The submission does not explicitly state quantitative acceptance criteria or a specific study designed to prove the device meets those criteria in a formal way (e.g., a hypothesis test against a predefined delta). Instead, it describes performance evaluations that show the device performs as intended.

1. Table of Acceptance Criteria and Reported Device Performance:

Explanation of "Implicit" Acceptance Criteria:
The document does not explicitly state specific quantitative acceptance criteria such as "accuracy must be within X mm" or "clinical success rate must be Y%." Instead, the studies aim to demonstrate that the device "performs as intended" and is equivalent to predicate devices. For mechanical accuracy, this implicitly means the accuracy achieved should be comparable to the established accuracy of traditional stereotactic frames. For clinical performance, it implies that the device successfully facilitates guidance and instrument positioning in actual surgical settings without adverse events or significant deviations from expected outcomes.

2. Sample Size Used for the Test Set and Data Provenance:

• Mechanical Accuracy Study:

  • Sample Size: Not explicitly stated regarding the number of measurements or phantom tests. It mentions "a phantom model" and "biopsy needle measurements" but not the quantity.
  • Data Provenance: Not specified, but generally, phantom studies are conducted in a controlled lab setting and are not tied to specific countries or retrospective/prospective designations.

• Clinical Evaluation:

  • Sample Size: 31 procedures.
  • Data Provenance: Not specified, but "clinical evaluation" typically implies prospective or retrospective collection of real-world patient data. The country of origin is not mentioned.

3. Number of Experts Used to Establish the Ground Truth for the Test Set and Qualifications of Those Experts:

This information is not provided in the document for either the mechanical accuracy study or the clinical evaluation.

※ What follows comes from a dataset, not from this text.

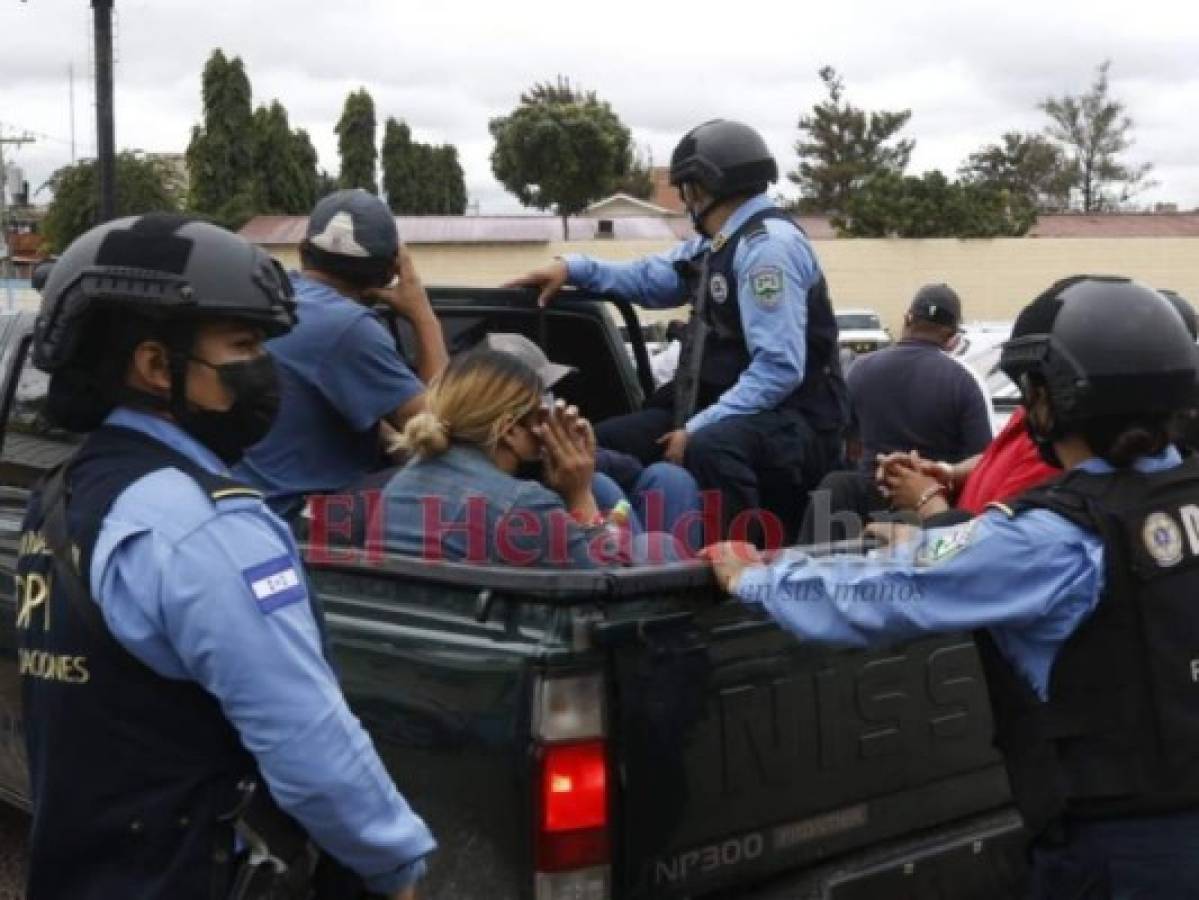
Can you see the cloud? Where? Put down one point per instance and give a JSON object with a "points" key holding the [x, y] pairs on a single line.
{"points": [[966, 71]]}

4. Adjudication Method for the Test Set:

This information is not provided in the document.

5. If a Multi-Reader Multi-Case (MRMC) Comparative Effectiveness Study was done:

• No, an MRMC comparative effectiveness study was not done. The document describes mechanical and clinical evaluations, but not a study comparing human readers with and without AI assistance. The device is a physical stereotactic guide, not an AI-assisted diagnostic or therapeutic tool for human reader interpretation.

6. If a Standalone (algorithm only without human-in-the-loop performance) was done:

• Yes, a standalone evaluation was performed in essence, for the mechanical accuracy. The "mechanical accuracy study" on a phantom model can be considered a standalone evaluation of the device's physical precision, independent of direct human judgment during the measurement process, assuming automated or objective measurement techniques were used.
• The clinical evaluation involved human surgeons, but it's not framed as an algorithm-only test; rather, it assesses the device's function in a real-world surgical context.

7. The type of ground truth used:

• Mechanical Accuracy Study: The ground truth would likely be the known, precisely measured targets within the phantom model, against which the biopsy needle measurements guided by the device were compared. This is a form of objective physical measurement.
• Clinical Evaluation: The ground truth is implicit in the "procedures" themselves, reflecting the intended surgical outcome or successful instrument positioning as determined by the surgical team and confirmed through intra-operative imaging and post-procedure assessment. This would likely be clinical success and potentially patient outcomes, though specific metrics are not detailed.

8. The sample size for the training set:

• This information is not applicable/not provided. The device is a mechanical accessory, not a machine learning or AI algorithm that requires a training set.

9. How the ground truth for the training set was established:

• This information is not applicable/not provided for the same reason as point 8.